Оставшихся отвели в другой барак, на этот раз каменный. Разрешили сесть. Старшим над нами поставили заключенного-цыгана.
У моего отца внезапно начались колики. Он встал, подошел к цыгану и вежливо спросил по-немецки: «Простите, вы не скажете, где здесь туалет?»
Цыган медленно оглядел его сверху донизу, с головы до пяток, будто хотел убедиться, что этот человек, обращавшийся к нему, в самом деле был созданием из плоти и крови, живым существом с руками и ногами. Затем, словно очнувшись внезапно от глубокой дремы, он отвесил моему отцу такую затрещину, что тот рухнул на пол, начал отползать назад на четвереньках.
Я не шевельнулся. Что случилось со мной? Только что на моих глазах ударили моего отца, а я и бровью не повел. Я глядел и молчал. Еще вчера я бы ногтями вцепился в негодяя. Неужели я так переменился? Столь быстро? Угрызения совести начали терзать меня. Я только подумал: никогда им этого не прощу. Отец, видимо, угадал мои мысли. Он шепнул мне на ухо: «Совсем не больно». На его щеке еще виднелся красный след от удара.
«Всем выйти вон!»
Пришли десятеро цыган и присоединились к нашему надзирателю. Вокруг меня засвистели хлысты и дубинки. Независимо от моей воли, ноги сами понесли меня. Я попытался укрыться от ударов за спинами остальных. Сияло весеннее солнце.
«Построиться по пятеро!»
Заключенные, которых я заметил утром, работали поблизости. Около них не было охраны, только тень от трубы…
Погруженный в свои мысли и ослепленный солнцем, я почувствовал, как кто-то теребит меня за рукав. Это был папа. «Идем, сынок».
Мы двинулись. Ворота распахнулись и снова захлопнулись. Мы шагали между оградами из проволоки, по которой был пропущен электрический ток. На каждом шагу с белых плакатов на нас пялился череп. Надпись гласила: «Осторожно. Опасно для жизни». Какая чушь: есть ли здесь хоть одно безопасное для жизни место?
Цыгане остановились около других бараков. Вместо цыган, нас окружили эсесовцы. Револьверы, автоматы, полицейские собаки.
Наше путешествие продлилось полчаса. Оглядевшись вокруг я обнаружил, что колючая проволока осталась позади. Ми вышли за пределы лагеря.

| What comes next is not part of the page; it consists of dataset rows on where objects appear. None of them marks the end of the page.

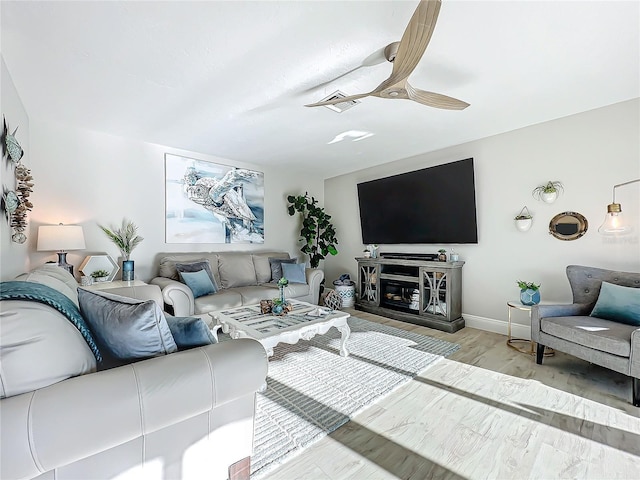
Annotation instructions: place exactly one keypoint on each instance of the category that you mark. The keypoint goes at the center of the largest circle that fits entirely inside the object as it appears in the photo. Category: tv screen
(433, 205)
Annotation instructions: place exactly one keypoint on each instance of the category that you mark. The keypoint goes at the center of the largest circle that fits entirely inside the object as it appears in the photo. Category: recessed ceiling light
(354, 135)
(340, 106)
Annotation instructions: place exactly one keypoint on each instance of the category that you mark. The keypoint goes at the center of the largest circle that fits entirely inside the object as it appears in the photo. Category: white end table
(512, 342)
(114, 284)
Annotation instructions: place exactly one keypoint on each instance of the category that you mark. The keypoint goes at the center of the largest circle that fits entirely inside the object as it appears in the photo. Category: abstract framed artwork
(212, 203)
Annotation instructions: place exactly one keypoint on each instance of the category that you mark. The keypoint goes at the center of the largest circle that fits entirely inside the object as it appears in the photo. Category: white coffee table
(269, 330)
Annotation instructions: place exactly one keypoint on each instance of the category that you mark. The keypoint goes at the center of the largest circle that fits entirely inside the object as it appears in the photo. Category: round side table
(513, 342)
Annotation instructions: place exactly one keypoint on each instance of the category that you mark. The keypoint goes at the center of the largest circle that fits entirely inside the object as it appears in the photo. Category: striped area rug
(312, 390)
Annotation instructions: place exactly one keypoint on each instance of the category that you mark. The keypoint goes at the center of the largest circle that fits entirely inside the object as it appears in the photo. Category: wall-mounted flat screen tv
(435, 205)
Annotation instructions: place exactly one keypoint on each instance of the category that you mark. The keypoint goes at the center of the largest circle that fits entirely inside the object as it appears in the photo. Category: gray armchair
(570, 329)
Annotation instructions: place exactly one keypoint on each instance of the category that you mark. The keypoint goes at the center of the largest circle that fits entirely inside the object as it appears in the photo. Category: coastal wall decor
(15, 198)
(212, 203)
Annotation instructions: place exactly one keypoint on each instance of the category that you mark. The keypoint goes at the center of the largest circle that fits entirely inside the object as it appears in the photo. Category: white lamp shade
(614, 225)
(60, 237)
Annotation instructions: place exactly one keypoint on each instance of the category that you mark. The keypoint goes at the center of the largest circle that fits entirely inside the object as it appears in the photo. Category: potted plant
(318, 233)
(549, 191)
(126, 238)
(100, 275)
(529, 293)
(523, 220)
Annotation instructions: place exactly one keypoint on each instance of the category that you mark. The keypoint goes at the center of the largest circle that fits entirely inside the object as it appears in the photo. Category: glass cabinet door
(434, 292)
(368, 283)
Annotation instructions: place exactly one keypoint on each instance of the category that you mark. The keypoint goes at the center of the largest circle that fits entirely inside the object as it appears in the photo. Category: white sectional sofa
(186, 415)
(243, 277)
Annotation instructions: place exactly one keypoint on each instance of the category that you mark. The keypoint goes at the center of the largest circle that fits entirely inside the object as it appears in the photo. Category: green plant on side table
(317, 231)
(126, 238)
(529, 293)
(100, 275)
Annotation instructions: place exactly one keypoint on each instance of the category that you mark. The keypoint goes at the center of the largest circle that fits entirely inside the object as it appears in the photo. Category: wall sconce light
(61, 238)
(613, 221)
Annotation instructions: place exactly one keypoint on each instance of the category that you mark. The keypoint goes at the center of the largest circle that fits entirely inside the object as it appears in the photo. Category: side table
(114, 284)
(512, 342)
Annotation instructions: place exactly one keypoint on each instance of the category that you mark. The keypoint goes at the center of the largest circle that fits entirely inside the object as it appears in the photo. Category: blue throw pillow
(199, 283)
(190, 332)
(618, 303)
(126, 328)
(196, 266)
(294, 272)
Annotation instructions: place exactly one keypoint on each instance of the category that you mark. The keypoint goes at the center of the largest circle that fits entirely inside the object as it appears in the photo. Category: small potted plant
(549, 191)
(523, 220)
(100, 275)
(529, 293)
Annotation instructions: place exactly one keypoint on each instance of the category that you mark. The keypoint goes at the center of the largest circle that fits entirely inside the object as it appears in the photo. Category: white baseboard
(497, 326)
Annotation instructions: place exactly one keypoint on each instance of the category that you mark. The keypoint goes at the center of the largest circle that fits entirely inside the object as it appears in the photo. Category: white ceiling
(230, 78)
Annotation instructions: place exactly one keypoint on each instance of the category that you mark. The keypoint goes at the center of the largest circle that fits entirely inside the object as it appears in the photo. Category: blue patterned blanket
(37, 292)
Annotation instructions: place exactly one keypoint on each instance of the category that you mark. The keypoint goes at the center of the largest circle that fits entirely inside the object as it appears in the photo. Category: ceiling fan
(412, 45)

Был чудесный апрельский день. В воздухе пахло весной. Солнце клонилось к западу. Но не прошло и нескольких минут, как мы увидели колючую проволоку другого лагеря. Железные ворота, а на них надпись: «Труд — это свобода».
Аушвиц.
Первое впечатление, что здесь получше, чем в Биркенау. Вместо деревянных бараков тут были двухэтажные бетонные постройки. Здесь и там виднелись маленькие садики. Нас отвели к одному из этих тюремных блоков. Мы уселись на земле, и вновь — томительное ожидание. То и дело кого-нибудь вводили внутрь барака. Там находился душ, неизбежная формальность при входе во все эти лагеря. Даже если просто переводили по несколько раз в день из одного лагеря в другой, в каждом приходилось совершать это омовение.